The best articles and links to interesting posts for technical team leaders building sophisticated websites, applications and mobile apps.
Think about: software architecture, hardware architecture, design, programming, frameworks, scalability, performance, quality assurance, security, resolving issues, fixing bugs and Android.
"A step by step guide of how to develop a simple web application using Google's Web Toolkit (GWT) for the rich client and Spring as the back – end, server side framework: GWT 2, Spring 3, JPA2, Hibernate 3.5. The sample web application will provide functionality to make CRUD (Create Retrieve Update Delete) operations to a database. For the data access layer we will use JPA over Hibernate and for a database we will use Hypersonic. Of course you can change the configuration and use whatever you like. We will deploy the web application to an Apache – Tomcat instance."
Nice bunch of steps on how to setup an Android project that works in Eclipse and builds via Ant on the commandline. Anybody got a Maven variant of this?
Carnegie Mellon University's CERT (Computer Emergency Response Team) has released the Basic Fuzzing Framework (BFF), which is a simplified version of automated dumb fuzzing and includes a Linux virtual machine that has been optimized for fuzz testing and a set of scripts to implement a software test. It helps identify and eliminate security vulnerabilities from software products.
"Nokia's set of learning and teaching materials on Java in Mobile Devices (JME/MIDP). In fact, it is Forum Nokia’s most comprehensive set of information ever. Included are five courses, 23 lectures, 25 lab exercises with source code, and more than 1,200 slides with notes. The material has been designed for university instructors and students, developers, and self-learners. Five main topics are covered:
Java ME basics
Multimedia
Networking and messaging
Games and graphics
Security
Of course JME is not so sexy as Android these days, but Nokia still has the largest number of mobile phones out there. And most (even quite low end) support JME, so from a market perspective the potential is much higher than building apps for Android phones...
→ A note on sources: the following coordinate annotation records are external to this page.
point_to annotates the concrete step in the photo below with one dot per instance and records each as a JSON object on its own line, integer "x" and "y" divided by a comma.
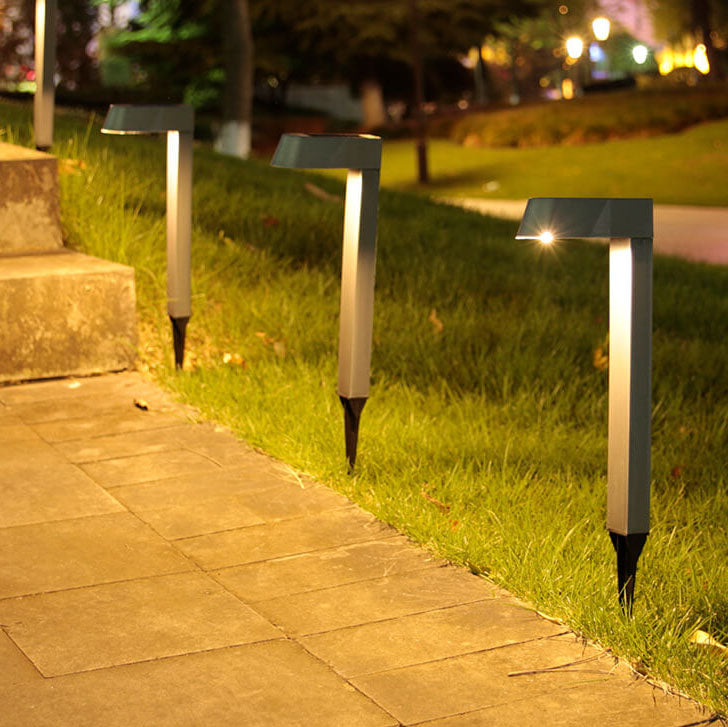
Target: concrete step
{"x": 63, "y": 314}
{"x": 29, "y": 211}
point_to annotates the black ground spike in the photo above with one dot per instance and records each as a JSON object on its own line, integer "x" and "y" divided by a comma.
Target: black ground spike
{"x": 179, "y": 326}
{"x": 628, "y": 549}
{"x": 352, "y": 414}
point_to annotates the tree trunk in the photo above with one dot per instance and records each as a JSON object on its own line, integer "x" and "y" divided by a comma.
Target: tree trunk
{"x": 234, "y": 136}
{"x": 419, "y": 96}
{"x": 372, "y": 105}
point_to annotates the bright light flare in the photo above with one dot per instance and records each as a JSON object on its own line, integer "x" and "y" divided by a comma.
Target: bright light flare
{"x": 574, "y": 47}
{"x": 640, "y": 53}
{"x": 600, "y": 28}
{"x": 546, "y": 238}
{"x": 700, "y": 58}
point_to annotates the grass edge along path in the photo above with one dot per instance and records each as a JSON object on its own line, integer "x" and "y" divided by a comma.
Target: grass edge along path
{"x": 485, "y": 434}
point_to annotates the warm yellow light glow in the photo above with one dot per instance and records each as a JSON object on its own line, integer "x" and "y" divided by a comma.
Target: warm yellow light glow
{"x": 546, "y": 238}
{"x": 640, "y": 53}
{"x": 574, "y": 47}
{"x": 671, "y": 58}
{"x": 600, "y": 27}
{"x": 700, "y": 58}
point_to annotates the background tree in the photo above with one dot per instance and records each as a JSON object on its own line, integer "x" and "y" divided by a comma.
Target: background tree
{"x": 76, "y": 66}
{"x": 705, "y": 20}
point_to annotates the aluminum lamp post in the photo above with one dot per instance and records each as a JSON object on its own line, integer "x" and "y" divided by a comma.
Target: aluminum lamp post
{"x": 628, "y": 225}
{"x": 361, "y": 155}
{"x": 46, "y": 16}
{"x": 178, "y": 123}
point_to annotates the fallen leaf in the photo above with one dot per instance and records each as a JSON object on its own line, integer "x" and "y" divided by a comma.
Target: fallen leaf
{"x": 441, "y": 506}
{"x": 321, "y": 193}
{"x": 437, "y": 324}
{"x": 702, "y": 638}
{"x": 70, "y": 166}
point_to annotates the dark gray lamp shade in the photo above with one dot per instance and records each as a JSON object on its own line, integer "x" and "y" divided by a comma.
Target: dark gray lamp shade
{"x": 143, "y": 119}
{"x": 586, "y": 217}
{"x": 328, "y": 151}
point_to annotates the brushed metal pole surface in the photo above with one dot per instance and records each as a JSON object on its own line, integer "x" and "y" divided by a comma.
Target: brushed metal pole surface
{"x": 46, "y": 21}
{"x": 357, "y": 283}
{"x": 630, "y": 346}
{"x": 179, "y": 222}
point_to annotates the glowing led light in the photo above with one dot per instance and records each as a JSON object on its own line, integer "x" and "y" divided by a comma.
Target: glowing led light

Google Web Toolkit vs. Smart GWT: Which should you choose as front-end? Start immediately with Smart GWT, or start with GWT and pick SGWT components when needed? Some insights here. Related to that, you might want to check Vaadin: "Vaadin is an open source web application framework for rich Internet applications. In contrast to Javascript libraries and browser-plugin based solutions it features a server-side architecture, which means that the majority of the logic runs on the servers. Ajax technology is used at the browser-side to ensure a rich and interactive user experience. On client-side Vaadin is built on top of and can be extended with Google Web Toolkit. Vaadin utilizes Google Web Toolkit for rendering the resulting web page. While Google Web Toolkit operates only client-side (i.e. a browser's JavaScript engine) – which could lead totrust issues – Vaadin adds server-side validation to all actions. This means that if the client data is tampered with, the server notices this and doesn't allow it. Historically, Vaadin has been compared to Echo and ZK frameworks that use similar of server-side programming model. The server-side APIs are quite similar providing both events and GUI components, but the client-side (i.e. web browser) interaction differs in the way that Vaadin uses Java programmed GWT widgets, while ZK is jQuery based, and Echo has its own implementation. Currently, the most frequently compared frameworks include Adobe Flex, Google Web Toolkit, Apache Wicket and ICEfaces."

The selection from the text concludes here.